Addressing an audience of investors at the annual Russell Investments conference in Wellington, the executive director of the New Zealand Initiative think-tank said the primary lesson from the euro zone was do not enter monetary unions.
The NZ Initiative was formed out of the Business Roundtable and the NZ Institute.
"Europe remains the biggest risk to the world economy, and it is quite likely that we will see a new global financial crisis in the next few years," Hartwich said.
"Just this time [not only] with Lehman Brothers and Greece, but with France, Italy and Spain at the centre."
The merits of New Zealand and Australian economies uniting under a single currency have long been debated to the point where the New Zealand Productivity Commission was last year asked to explore the merits of the idea.
And while the commission deemed it unfeasible, the lower interest rates and foreign exchange costs offered by such a deal mean it could still appeal to certain segments of the economy.
New Zealand has an AA sovereign credit rating, one full notch lower than Australia. In the latest quarterly trade figures Australia became the second biggest consumer of NZ exports, after China.
But Hartwich said one only had to look at risks posed by the poor economic design of the European Union to see why a monetary bloc was a bad idea.
An example was the "Target 2" bank transfer system, which was set up to handle normalised money movements among banks in the member states.
However, as the crisis has worsened and private capital has dried up, core central banks are having to step in and fund trade imbalances among the heavily indebted member states.
These commitments have grown to the point where creditor countries are funding this gap at the expense of their own economies, but cannot afford to stop doing so for fear realising a massive loss should a debtor country default.
Germany's Bundesbank alone is on the hook for € 608 billion, outstripping the € 190b the country has committed to the European Stability Mechanism - an exposure that's getting the German constitutional court and central bank increasingly concerned. "What was once meant as a technical tool to facilitate bank transfers has become a doomsday machine," Hartwich said.
The cure to the crisis was for the European Central Bank to step in and guarantee the solvency of all governments and banks in the EU - but the sum required to do this was so big no one could borrow it, let alone afford it, he said.
Meanwhile, the debt levels continue to climb.
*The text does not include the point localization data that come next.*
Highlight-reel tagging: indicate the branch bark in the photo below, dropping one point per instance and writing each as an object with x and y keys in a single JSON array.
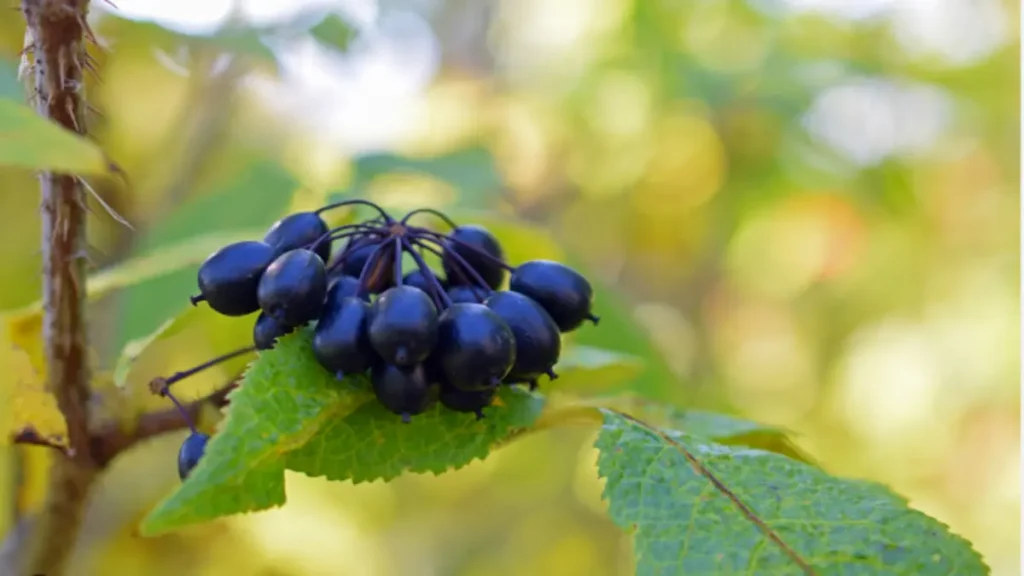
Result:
[{"x": 57, "y": 30}]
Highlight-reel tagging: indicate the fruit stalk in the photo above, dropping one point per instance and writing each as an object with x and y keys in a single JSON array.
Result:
[{"x": 57, "y": 30}]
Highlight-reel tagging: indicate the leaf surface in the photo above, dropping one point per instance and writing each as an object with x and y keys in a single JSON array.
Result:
[
  {"x": 285, "y": 397},
  {"x": 29, "y": 140},
  {"x": 373, "y": 444},
  {"x": 683, "y": 524},
  {"x": 589, "y": 370}
]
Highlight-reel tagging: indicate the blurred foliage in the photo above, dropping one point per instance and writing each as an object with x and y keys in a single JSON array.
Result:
[{"x": 806, "y": 218}]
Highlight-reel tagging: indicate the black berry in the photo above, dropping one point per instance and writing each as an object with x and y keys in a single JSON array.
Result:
[
  {"x": 341, "y": 342},
  {"x": 293, "y": 288},
  {"x": 538, "y": 342},
  {"x": 299, "y": 231},
  {"x": 403, "y": 326},
  {"x": 465, "y": 294},
  {"x": 563, "y": 292},
  {"x": 381, "y": 275},
  {"x": 462, "y": 241},
  {"x": 192, "y": 450},
  {"x": 475, "y": 347},
  {"x": 340, "y": 287},
  {"x": 466, "y": 401},
  {"x": 402, "y": 391},
  {"x": 420, "y": 280},
  {"x": 228, "y": 279},
  {"x": 266, "y": 331}
]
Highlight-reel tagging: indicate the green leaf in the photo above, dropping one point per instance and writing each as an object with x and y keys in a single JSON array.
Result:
[
  {"x": 333, "y": 31},
  {"x": 471, "y": 171},
  {"x": 249, "y": 202},
  {"x": 735, "y": 432},
  {"x": 373, "y": 444},
  {"x": 284, "y": 399},
  {"x": 134, "y": 348},
  {"x": 588, "y": 370},
  {"x": 10, "y": 87},
  {"x": 29, "y": 140},
  {"x": 683, "y": 524}
]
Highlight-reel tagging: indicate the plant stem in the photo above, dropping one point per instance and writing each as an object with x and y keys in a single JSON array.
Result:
[{"x": 58, "y": 31}]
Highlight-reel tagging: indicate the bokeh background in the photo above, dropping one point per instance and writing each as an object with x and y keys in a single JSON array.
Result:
[{"x": 804, "y": 211}]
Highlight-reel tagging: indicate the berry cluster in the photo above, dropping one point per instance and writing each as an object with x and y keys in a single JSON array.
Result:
[{"x": 422, "y": 335}]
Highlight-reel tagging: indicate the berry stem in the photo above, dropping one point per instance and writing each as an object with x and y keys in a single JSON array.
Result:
[
  {"x": 397, "y": 260},
  {"x": 369, "y": 266},
  {"x": 355, "y": 201},
  {"x": 437, "y": 238},
  {"x": 437, "y": 213},
  {"x": 181, "y": 410},
  {"x": 440, "y": 296},
  {"x": 481, "y": 284},
  {"x": 165, "y": 383},
  {"x": 333, "y": 234}
]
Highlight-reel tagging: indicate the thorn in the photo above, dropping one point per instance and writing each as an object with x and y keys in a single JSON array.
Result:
[
  {"x": 110, "y": 209},
  {"x": 87, "y": 31},
  {"x": 70, "y": 109},
  {"x": 84, "y": 254}
]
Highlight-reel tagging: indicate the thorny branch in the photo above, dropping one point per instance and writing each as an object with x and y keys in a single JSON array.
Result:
[
  {"x": 56, "y": 31},
  {"x": 111, "y": 439}
]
Recent figures show member states needed to raise € 375b to fund their budget shortfalls, taking overall debt to € 8.6 trillion, equivalent to 91 per cent of eurozone GDP.
The bitter pill, said Hartwich, was that as long as Italy, Spain, Portugal and the like stayed in the EU, the less chance they would have of ever righting their economies through currency depreciation.
Hartwich said ultimately the lesson for New Zealand was to live within its means and fiercely defend the independence of its currency and central bank.
"There is little good coming out of the euro crisis. But if at least we can keep these lessons in mind, then we should be able to avoid a replay of the European crisis in New Zealand."